# sandifers syndrome



## lil_mama_415

My lil girl has sandifers syndrome any other mamas out there with a baby with sandifers?


----------



## wifey29

Hi, my ds has just been diagnosed with sandifers caused by silent reflux. It's horrible. Does your lo have reflux witg it? How are you coping? We're struggling atm and ended up in a&e today as we couldn't calm him down. I really hope he grows out of it soon x


----------



## beatnick

it was possible that zakk had sandifers alongside reflux. 

when he was eating he would clench his fists and shake. it completely terrified me. 

we went to see a specialist and she didnt really diagnose him. just said it was an effect of his reflux burning his throat. 
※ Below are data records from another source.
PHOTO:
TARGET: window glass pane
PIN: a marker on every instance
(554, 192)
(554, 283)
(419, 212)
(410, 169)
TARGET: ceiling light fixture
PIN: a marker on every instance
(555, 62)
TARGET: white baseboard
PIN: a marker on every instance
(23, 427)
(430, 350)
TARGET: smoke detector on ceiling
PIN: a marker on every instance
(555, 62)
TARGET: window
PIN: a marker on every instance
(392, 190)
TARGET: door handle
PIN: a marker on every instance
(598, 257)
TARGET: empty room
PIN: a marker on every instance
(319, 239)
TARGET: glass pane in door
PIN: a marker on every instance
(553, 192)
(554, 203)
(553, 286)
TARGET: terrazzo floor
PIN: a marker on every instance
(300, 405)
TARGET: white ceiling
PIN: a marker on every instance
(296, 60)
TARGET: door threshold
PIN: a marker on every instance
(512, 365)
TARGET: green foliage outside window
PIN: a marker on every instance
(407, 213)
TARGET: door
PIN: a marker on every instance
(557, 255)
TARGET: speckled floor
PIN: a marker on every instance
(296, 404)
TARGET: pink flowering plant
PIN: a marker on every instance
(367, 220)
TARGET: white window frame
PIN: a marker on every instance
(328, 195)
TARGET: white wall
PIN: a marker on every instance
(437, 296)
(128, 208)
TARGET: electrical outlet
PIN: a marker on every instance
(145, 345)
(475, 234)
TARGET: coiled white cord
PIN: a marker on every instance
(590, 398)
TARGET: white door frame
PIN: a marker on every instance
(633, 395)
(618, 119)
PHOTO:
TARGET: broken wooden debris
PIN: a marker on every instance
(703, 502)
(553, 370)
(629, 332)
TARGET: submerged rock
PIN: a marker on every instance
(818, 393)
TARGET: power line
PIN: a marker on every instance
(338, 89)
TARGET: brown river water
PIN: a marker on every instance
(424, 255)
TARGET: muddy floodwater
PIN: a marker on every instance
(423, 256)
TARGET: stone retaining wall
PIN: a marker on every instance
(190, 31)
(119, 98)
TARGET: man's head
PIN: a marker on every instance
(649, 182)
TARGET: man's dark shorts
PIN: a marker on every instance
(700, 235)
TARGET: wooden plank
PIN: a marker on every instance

we were advised to use ranitadine and contnue with the gavo. 

he just stopped doing it one day and has never done it since. much like the reflux i guess!


----------



## beatnick

ps zakks reflux stopped at about 10 months and my second baby doesnt have it (makes me realise in hindsight how blimmin tough reflux makes everything)

there is hope..!


----------



## wifey29

William shakes at times too. His whole body will tremble and he goes bright red. Scared the crap out of me the first time he did it. Mostly he does the classic sandifers move of head thrown back to one side and legs to the other. We're going to have to move him out of his moses basket soon because he does it in his sleep and ends up with his nose pressed up against the edge. We now have him on ranitidine which has helped a bit. We also have domperidone in the cupboard if we feel we need it. Have either of you guys tried colic calm? I've heard that it helps. x

Glad to hear that Zakk's reflux stopped. That seems like a long way off at the moment, but it's good to know that we will get there eventually. It's very true that reflux makes everything hard.


----------



## Crayz

Am i too late to post here?

I swore my daughter had this for awhile. She was a preemie and had an NG tube for almost 5 weeks in the NICU (I've heard the NG tube can make reflux worse).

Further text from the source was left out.